With the 2022.12 release of Akkoma, Pleroma-FE has been evolved into a proper, nice looking PWA. After an initial configuration of its many options, I found it quite nice and effective. The only problem (common with many PWAs on iOS) is that when you suspend the app, it doesn’t detect it, so if you open it again after two hours, you’ll just see the recent posts, not all the posts of the last two hours. This is because of the way iOS deals with app suspend/resume and many PWAs don’t seem to understand they’ve been suspended.

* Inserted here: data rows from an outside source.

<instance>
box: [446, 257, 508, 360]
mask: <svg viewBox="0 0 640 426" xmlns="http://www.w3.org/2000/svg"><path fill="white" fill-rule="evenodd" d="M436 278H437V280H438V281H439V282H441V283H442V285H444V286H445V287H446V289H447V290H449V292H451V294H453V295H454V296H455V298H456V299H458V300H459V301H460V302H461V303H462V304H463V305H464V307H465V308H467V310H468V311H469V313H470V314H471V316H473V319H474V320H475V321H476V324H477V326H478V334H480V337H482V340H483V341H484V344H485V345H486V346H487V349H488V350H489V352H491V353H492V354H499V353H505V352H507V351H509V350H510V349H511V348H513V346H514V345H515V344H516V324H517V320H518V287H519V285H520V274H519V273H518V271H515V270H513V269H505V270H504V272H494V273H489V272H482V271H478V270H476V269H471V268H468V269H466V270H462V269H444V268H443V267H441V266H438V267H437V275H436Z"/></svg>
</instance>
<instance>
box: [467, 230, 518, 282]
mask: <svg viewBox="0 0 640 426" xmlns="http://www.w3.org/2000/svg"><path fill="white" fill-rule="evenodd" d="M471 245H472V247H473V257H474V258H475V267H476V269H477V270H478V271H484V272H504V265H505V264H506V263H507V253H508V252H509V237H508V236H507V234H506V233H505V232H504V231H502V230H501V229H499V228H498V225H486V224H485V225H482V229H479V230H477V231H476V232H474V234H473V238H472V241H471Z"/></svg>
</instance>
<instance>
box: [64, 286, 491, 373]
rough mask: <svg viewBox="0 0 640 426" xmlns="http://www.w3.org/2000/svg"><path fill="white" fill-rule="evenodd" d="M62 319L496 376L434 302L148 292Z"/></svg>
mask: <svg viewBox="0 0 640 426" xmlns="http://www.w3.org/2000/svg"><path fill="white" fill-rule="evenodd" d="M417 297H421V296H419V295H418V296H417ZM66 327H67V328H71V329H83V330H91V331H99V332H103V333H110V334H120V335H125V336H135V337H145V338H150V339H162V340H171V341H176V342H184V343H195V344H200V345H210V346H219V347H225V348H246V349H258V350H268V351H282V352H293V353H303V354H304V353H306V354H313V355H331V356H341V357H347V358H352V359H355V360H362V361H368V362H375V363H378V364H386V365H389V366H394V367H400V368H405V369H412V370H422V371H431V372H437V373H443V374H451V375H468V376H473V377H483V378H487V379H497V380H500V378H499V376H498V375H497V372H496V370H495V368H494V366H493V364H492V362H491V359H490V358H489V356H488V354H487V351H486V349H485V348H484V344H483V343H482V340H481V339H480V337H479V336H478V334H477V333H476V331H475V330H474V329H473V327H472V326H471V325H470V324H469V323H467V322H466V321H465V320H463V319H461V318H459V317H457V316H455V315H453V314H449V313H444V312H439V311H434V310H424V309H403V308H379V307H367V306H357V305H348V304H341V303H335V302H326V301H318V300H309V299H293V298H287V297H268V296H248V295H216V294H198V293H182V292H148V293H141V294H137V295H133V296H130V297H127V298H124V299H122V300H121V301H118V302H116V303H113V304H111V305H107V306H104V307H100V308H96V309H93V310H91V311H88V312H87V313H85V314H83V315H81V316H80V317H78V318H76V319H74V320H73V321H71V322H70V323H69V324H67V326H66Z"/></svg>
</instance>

Mangane is a Soapbox fork that aims to improve compatibility with Akkoma. It is nice and clean and the developers are improving it to support Akkoma’s features, so it’s great. At the moment I’ve noticed some visual problems, on iOS, with the icons - but Guérin contacted me to ask for information (after reading this article) and opened an issue on to fix it. Guérin has been nice and helpful, making Mangane even more appealing. I’m using it for planned posts on Akkoma, as Pleroma-FE doesn’t support them, yet. I’m also using Mangane as a daily driver, from time to time, as I like it.


A light, fast, complete and usable web frontend. I’ve been using it when I needed a simple, clear frontend. It supports “hide replies”, which is great to improve timeline quality. It’s among my favourite choices when using a webapp and is a good choice for snac2.

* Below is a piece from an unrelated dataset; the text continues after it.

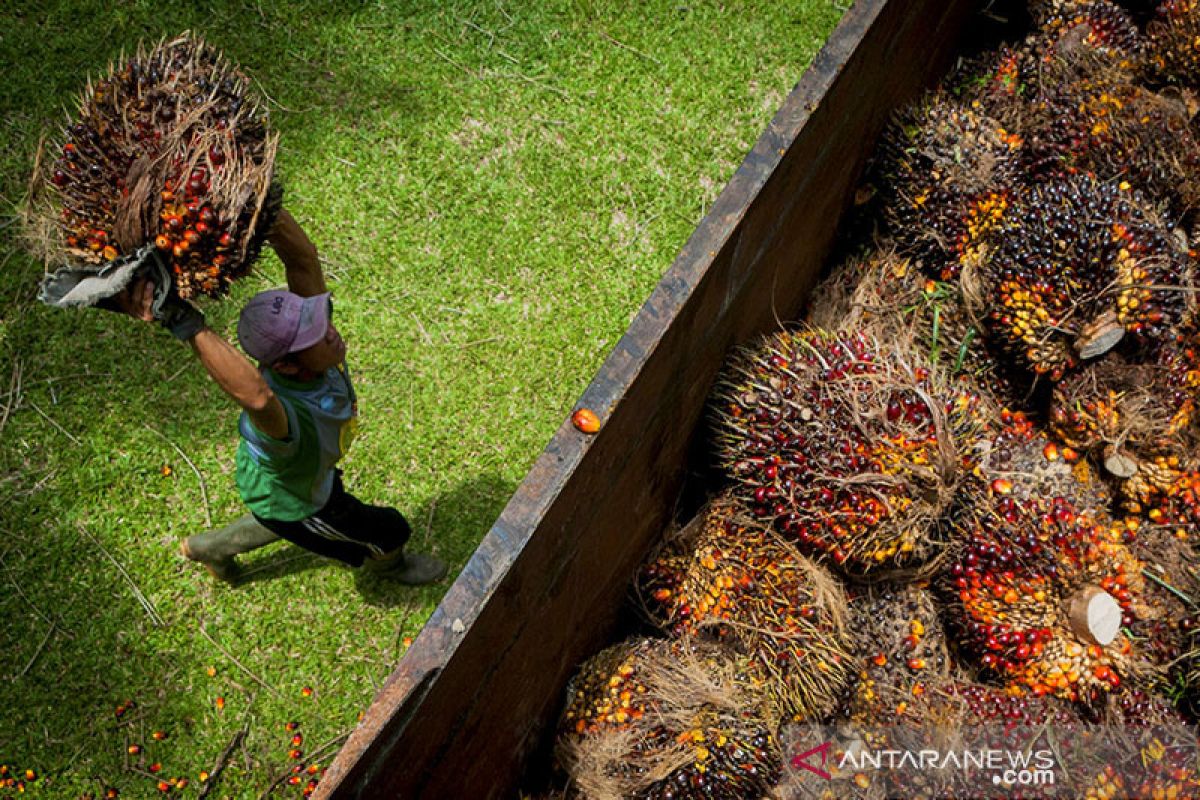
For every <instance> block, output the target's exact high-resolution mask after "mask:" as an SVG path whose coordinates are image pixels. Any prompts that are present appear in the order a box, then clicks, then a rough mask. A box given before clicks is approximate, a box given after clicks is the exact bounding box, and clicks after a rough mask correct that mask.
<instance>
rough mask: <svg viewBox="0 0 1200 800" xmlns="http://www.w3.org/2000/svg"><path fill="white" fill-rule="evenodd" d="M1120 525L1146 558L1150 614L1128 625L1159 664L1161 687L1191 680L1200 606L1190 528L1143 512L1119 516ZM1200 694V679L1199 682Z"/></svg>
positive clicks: (1173, 684) (1142, 589)
mask: <svg viewBox="0 0 1200 800" xmlns="http://www.w3.org/2000/svg"><path fill="white" fill-rule="evenodd" d="M1114 524H1115V528H1116V531H1117V533H1118V534H1120V535H1121V536H1122V539H1123V540H1124V541H1126V542H1127V543H1128V547H1129V549H1130V552H1133V554H1134V557H1135V558H1136V559H1138V560H1139V561H1140V563H1141V564H1142V577H1144V582H1142V593H1141V597H1142V602H1144V606H1145V608H1146V612H1145V614H1142V615H1140V616H1136V618H1134V619H1133V620H1132V622H1130V625H1129V630H1130V633H1132V634H1133V637H1134V638H1135V639H1136V640H1138V642H1139V649H1140V650H1141V652H1142V654H1144V655H1145V656H1146V657H1147V658H1148V660H1150V661H1151V662H1152V663H1153V664H1154V666H1156V667H1157V668H1158V673H1157V675H1156V676H1158V678H1160V679H1162V680H1163V682H1164V685H1162V686H1159V687H1158V688H1160V690H1162V691H1170V686H1171V685H1174V684H1176V682H1180V681H1181V679H1182V681H1183V684H1184V686H1187V685H1189V681H1188V680H1187V675H1186V669H1182V667H1183V663H1182V661H1181V656H1183V655H1184V654H1186V652H1187V651H1188V649H1189V645H1190V637H1192V630H1190V626H1189V620H1190V619H1192V618H1193V616H1194V615H1195V614H1196V612H1198V610H1200V558H1198V555H1196V552H1195V548H1194V546H1193V543H1192V537H1190V531H1189V530H1188V531H1182V535H1181V531H1180V530H1178V529H1177V528H1176V527H1171V525H1158V524H1153V523H1150V522H1147V521H1145V519H1142V518H1140V517H1124V518H1122V519H1118V521H1116V522H1115V523H1114ZM1195 691H1196V693H1198V696H1200V684H1196V685H1195Z"/></svg>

Elk is a frontend for Mastodon API. It’s nice, clear, eye candy, intelligent. The developers are nice people, open to suggestions. Development is a bit slower compared to the initial pace, but the app is already very complete and stable.

Elk is definitely a very good piece of software, and I recommend to try it.

Moderation and final considerations

One of the things you should be considering is that deploying a piece of the Fediverse isn’t just installing a software and interacting with others. Actually, that’s just the easiest part of the experience, at least if you’re not creating a single user instance.

Many of the people that joined the Fediverse in its early days decided to do it as they felt attacked on other social networks. In the last years, the commercial socials have proven to be the perfect place for negative people, attacking others without being blocked/stopped in an efficient way. Hate causes addiction and the owners of those commercial socials make a lot of money if people interact, showing them ads every time they open the app/website. They make money (also) through people hating each other.

The Fediverse gives the possibility to mute and block users, but also to mute and block entire instances. One of the main tasks of an instance’s administrator is to make sure that everything is ok. While you can define your own instance’s rules, other instances’ admins may block you if they find you’re federating by sending messages agains their rules.

As an administrator, you’re also responsible of keeping your users’ data safe, to avoid sharing/providing illegal contents or offensive stuff. So you’re free to set your rules, but others are free to “defederate” you, if they don’t like the contents your instance is providing. While it’s not an issue for a single user instance, you must be quite careful when opening the registrations as you may find out you’ve been defederated because of (your) lack of moderation.

There’s some strong criticism against the Fediverse because of this, as many see it as more “censored” than the traditional, commercial social networks. I don’t think it’s true, as you’re free to fire up your instance, decide your rules and act as you want. But you can’t impose others and their instances to follow you, even if you think you’re right. In a free world, everybody should be free to decide if they want to listen to you. But everybody should also be free to create a new space and start sharing their ideas. There’s not a central authority of contents, so only the single admins and users can choose what they want to see or avoid. There’s not a commercially driven algorithm that may decide that you should see contents that will cause you anger and hate just because it generates traffic (and money) to the social’s owner.

The Fediverse can be a beautiful place to stay.